Reduce what pitchers do down to the basics: There are the types of balls they give up -- ground balls, fly balls, pop-ups and line drives -- and when the ball isn't put into play, you have strikeouts and walks. Good pitchers get strikeouts, pop-ups and ground balls more often than they allow walks, line drives and fly balls. All of the advanced statistics you see bandied about on Web sites like Baseball Prospectus start from that idea. What those numbers do is measure how well a pitcher is doing the things he can do, while taking out the confounding factors he cannot control, but which pollute baseball-cards stats such as W-L and ERA.

Three of those factors are what we might call "luck" stats, numbers that don't reflect a pitcher's particular skill, good or bad. These are events that are impacted by a pitcher's defense, or his bullpen, or just the vagaries of where a baseball lands, and while they add up to real runs on the scoreboard, they're useful for determining which pitchers are being aided or hampered by things outside of their control. The three primary measures of pitching luck are:

1. Home run-to-fly ball ratio (HR/FB). A pitcher can have a skill in generating fly balls versus ground balls, and some even have the ability to generate a lot of pop-ups. What pitchers don't have is a skill that causes those fly balls to carry over the fence. Across MLB, about one of every 10 fly balls goes for a home run, and while being above or below that average can be part of a batter's skill set, for pitchers, variation off that 10 percent line isn't something they can control.

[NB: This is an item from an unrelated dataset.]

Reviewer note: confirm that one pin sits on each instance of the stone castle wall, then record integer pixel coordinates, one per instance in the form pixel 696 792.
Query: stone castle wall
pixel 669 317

2. Strand rate (LOB%). In the same way that clutch hitting isn't a skill, clutch pitching is not, either. Pitchers do not have a particular skill pitching with runners on base over and above pitching. A pitcher's strand rate can also be affected by the performance of the relievers when he leaves a game with runners on base. According to Ron Shandler in his Baseball Forecaster, pitchers with strand rates above 80 percent or below 65 percent are most likely to see a reversal.

3. Batting average on balls in play (BABIP). You're probably familiar with this figure, which is around .300 for the league in most seasons, give or take a few points. Pitchers can affect their personal BABIP by getting more fly balls (which go for fewer hits) and pop-ups (which almost never do) as opposed to ground balls and line drives. Beyond the mix of balls in play, however, a pitcher doesn't affect his BABIP. His defense does, though, as do the hitters. Pitchers at the extremes of batting average of balls in play tend to be lucky or unlucky, or displaying unusually high or low line-drive rates.

Now, one way to see who's been touched by fate and who's been slapped down by it is to rank all the pitchers in baseball in these areas. There are 110 pitchers who have qualified for the ERA title in their leagues, so using Fangraphs.com, I ranked all 110 by HR/FB, LOB% and BABIP, then used the total of their ordinal ranks to figure out the luckiest and unluckiest pitchers in baseball so far this season.

Let's get the first misconception out of the way: "luck" is not a derogatory term. A pitcher can be both lucky and good, as you can see above with Ubaldo Jimenez and Josh Johnson, two of the best pitchers in the NL this year by any measure. Their good fortune, however, does show up in their ERAs, which at 1.16 and 1.91 are lower than would be expected based on their strikeout, walk and batted-ball rates. Jimenez has combined a high ground ball rate with very few line drives, and both pitchers have very good strikeout-to-walk ratios.

On the other hand, you see what getting lucky can do for a mediocre pitcher. Livan Hernandez has terrible underlying performance, with just 3.76 K/9 and a 1.3 K/BB ratio. The runners he allows have been stranded at an extremely high -- and unsustainable -- rate, and he's been extremely fortunate on all the contact he allows.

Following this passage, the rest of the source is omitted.